爲了更近一步的確定馬超到底是不是在裝病,張遼徑直走向了馬超的病榻前面,想近距離的去感受一下。
馬超見張遼朝他走來,假裝想坐起來,卻又坐不起來的樣子,整個過程十分逼真,不像是在僞裝,並且有氣無力的說道:“大都督大駕光臨,馬超有失遠迎,還請大都督恕罪……”
張遼急忙說道:“馬將軍快別這樣說,我身爲大都督,三軍統帥,居然連馬將軍身患重病臥牀不起也不知道,這是我的失職啊。”
“大都督,馬超自從來到南中之後,本想爲大漢盡一份綿薄之力,奈何身體不適應這裡的氣候和環境,導致水土不服,上吐下瀉,想我堂堂一個男子漢,沒有被敵人擊倒,反而被這種小病折騰的無法起牀……咳咳咳……”
“馬將軍別激動,快別說話了,繼續躺在這裡好好的靜養吧。正所謂病來如山倒,我們又不是神仙,又怎麼可能會不生病的,只要馬將軍安心養病,不要胡思亂想就行,我相信以馬將軍強壯的身軀,一定不會有事的。另外我已經讓人去遍訪名醫了,只要醫生來了,就可以爲馬將軍進行醫治,到那時,馬將軍就又能夠生龍活虎了,平定南中的叛亂,我還期待着能夠與馬將軍一起並肩作戰呢!”
“多謝大都督關心,馬超感激不盡。”
張遼轉身指着文聘手中捧着的禮物說道:“這是我送給馬將軍的一些薄禮,還請馬將軍務必收下,等到馬將軍病好之後,我定要和馬將軍痛痛快快的喝上一杯!”
“孟起也十分期待與大都督開懷暢飲,但願我的病能夠儘快好轉吧……”
張遼又和馬超說了一些無關緊要的話,無非是吃的什麼藥,保重身體什麼的,兩個人平時並不怎麼說話,此時坐在這裡說起話來,也沒有幾句,也不知道接下來該說什麼,東一句,西一句的聊着,顯得很是彆扭。
期間,馬超咳嗽不斷,說話時更是有氣無力的,甚至說一句話要喘好幾次,表演的十分逼真。
最後,張遼感覺實在沒有什麼話要跟馬超說了,便起身告辭,臨走時,還故意拉了一下馬超的手,又說了一下關慰的話,這才告辭。
馬超見張遼要走,便讓龐德去送張遼,張遼走出大帳之後,躺在牀榻上的馬超這才長出了一口氣,剛纔如果不是他小心謹慎的表演,只怕肯定會被張遼識破的。

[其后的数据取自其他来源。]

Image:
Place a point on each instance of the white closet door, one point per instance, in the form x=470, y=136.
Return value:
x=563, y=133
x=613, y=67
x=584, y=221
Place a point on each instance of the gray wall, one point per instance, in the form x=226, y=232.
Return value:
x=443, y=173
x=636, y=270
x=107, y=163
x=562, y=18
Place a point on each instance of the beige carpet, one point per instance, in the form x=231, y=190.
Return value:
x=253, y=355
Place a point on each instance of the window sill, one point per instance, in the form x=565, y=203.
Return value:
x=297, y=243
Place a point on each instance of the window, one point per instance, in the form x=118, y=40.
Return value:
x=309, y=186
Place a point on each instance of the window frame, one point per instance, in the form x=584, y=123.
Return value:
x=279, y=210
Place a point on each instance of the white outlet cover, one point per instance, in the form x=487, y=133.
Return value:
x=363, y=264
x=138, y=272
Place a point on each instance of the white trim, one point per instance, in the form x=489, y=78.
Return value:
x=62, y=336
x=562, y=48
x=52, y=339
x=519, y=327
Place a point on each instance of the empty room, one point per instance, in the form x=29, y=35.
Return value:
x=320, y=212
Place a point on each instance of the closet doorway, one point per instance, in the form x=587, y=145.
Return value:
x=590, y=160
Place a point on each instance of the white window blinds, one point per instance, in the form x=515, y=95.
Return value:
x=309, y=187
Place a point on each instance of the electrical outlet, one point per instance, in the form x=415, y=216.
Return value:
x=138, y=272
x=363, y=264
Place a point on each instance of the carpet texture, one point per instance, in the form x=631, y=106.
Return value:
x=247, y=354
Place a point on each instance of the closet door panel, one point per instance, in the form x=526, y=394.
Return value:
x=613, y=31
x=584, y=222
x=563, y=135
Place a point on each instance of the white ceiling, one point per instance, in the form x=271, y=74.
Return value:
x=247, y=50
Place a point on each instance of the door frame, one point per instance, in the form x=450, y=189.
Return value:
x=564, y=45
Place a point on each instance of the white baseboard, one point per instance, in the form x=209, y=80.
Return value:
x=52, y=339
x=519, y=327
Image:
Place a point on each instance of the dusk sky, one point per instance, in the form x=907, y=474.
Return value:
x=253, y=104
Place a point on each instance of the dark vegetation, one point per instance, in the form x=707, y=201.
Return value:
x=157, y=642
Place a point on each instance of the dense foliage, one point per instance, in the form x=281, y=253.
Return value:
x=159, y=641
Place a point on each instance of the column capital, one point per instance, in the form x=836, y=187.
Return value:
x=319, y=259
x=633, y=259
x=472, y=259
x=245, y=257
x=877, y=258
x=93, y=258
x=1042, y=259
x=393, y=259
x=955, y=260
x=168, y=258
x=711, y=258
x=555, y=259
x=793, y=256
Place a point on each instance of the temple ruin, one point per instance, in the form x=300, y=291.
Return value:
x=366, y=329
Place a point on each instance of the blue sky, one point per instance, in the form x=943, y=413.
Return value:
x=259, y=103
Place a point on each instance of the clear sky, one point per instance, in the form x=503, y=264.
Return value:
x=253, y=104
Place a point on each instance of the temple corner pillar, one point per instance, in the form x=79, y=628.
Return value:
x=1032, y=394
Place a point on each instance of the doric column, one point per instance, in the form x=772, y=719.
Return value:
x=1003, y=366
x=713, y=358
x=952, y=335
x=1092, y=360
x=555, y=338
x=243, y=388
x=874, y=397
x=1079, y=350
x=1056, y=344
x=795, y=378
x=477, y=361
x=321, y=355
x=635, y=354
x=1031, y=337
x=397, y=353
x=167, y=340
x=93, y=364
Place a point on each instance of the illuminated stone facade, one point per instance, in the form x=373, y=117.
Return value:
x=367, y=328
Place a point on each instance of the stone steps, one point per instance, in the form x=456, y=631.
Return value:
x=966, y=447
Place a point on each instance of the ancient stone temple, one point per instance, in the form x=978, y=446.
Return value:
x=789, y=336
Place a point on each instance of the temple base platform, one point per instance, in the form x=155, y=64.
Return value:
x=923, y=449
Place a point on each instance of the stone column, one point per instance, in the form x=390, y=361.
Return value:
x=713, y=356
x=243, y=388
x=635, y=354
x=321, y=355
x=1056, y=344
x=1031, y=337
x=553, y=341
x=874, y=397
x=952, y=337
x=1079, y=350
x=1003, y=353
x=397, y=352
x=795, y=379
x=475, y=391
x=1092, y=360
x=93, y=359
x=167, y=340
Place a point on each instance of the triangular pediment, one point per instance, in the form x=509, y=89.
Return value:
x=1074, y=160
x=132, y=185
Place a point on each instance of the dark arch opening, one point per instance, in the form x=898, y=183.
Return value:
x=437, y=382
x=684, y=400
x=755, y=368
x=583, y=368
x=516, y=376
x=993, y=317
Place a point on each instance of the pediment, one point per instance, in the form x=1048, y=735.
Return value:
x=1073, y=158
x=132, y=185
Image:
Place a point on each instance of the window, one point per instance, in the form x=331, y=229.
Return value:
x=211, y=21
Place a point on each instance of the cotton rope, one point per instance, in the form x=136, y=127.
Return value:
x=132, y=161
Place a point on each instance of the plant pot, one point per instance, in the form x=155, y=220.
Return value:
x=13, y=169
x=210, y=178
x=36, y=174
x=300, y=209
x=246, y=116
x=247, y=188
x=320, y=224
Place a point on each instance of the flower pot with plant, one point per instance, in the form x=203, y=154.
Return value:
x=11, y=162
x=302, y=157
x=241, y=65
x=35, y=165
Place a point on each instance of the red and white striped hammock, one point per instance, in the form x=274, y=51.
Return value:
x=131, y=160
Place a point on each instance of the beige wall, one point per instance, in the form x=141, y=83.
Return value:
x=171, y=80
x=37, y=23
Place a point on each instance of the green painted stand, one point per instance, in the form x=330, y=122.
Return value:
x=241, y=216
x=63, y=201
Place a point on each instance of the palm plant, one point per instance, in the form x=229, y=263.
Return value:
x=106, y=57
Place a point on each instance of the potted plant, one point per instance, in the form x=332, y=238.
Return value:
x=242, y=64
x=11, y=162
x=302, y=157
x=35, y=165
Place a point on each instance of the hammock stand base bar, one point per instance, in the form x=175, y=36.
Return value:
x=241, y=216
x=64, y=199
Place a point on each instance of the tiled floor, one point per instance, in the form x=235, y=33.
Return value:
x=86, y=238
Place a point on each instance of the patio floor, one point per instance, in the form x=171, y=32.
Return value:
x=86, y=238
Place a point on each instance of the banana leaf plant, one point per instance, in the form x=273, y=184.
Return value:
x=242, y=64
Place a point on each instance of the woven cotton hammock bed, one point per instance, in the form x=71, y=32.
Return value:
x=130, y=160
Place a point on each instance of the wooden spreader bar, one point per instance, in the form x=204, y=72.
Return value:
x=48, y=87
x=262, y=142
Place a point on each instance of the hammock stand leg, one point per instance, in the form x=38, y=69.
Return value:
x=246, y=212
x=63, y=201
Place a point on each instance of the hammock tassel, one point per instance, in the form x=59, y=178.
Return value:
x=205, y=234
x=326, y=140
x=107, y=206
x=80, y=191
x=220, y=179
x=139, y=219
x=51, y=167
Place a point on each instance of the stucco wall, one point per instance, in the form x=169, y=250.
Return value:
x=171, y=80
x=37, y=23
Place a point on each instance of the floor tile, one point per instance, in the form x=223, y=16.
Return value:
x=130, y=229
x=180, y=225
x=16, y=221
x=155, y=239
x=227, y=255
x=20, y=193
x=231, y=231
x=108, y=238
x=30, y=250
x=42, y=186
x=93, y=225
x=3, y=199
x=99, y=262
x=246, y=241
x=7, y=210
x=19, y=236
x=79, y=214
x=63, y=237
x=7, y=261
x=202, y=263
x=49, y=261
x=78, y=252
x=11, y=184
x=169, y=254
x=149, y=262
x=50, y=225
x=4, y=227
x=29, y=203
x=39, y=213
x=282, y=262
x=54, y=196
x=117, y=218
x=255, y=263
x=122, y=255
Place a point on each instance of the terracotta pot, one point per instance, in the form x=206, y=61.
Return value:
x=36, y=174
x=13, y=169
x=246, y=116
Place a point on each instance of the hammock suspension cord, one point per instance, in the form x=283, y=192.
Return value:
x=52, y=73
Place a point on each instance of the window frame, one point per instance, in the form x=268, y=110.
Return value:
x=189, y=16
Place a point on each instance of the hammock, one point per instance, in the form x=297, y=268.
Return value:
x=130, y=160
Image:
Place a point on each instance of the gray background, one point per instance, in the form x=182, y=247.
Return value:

龐德一直將張遼送到轅門外面,這才和張遼分開,臨走時,張遼還特意吩咐龐德好好的照顧馬超。
離開了馬超的軍營後,走了很遠的一段距離,文聘終於忍不住了,對張遼說道:“大都督,馬超一定是在裝病!”
“何以見得?”張遼問道。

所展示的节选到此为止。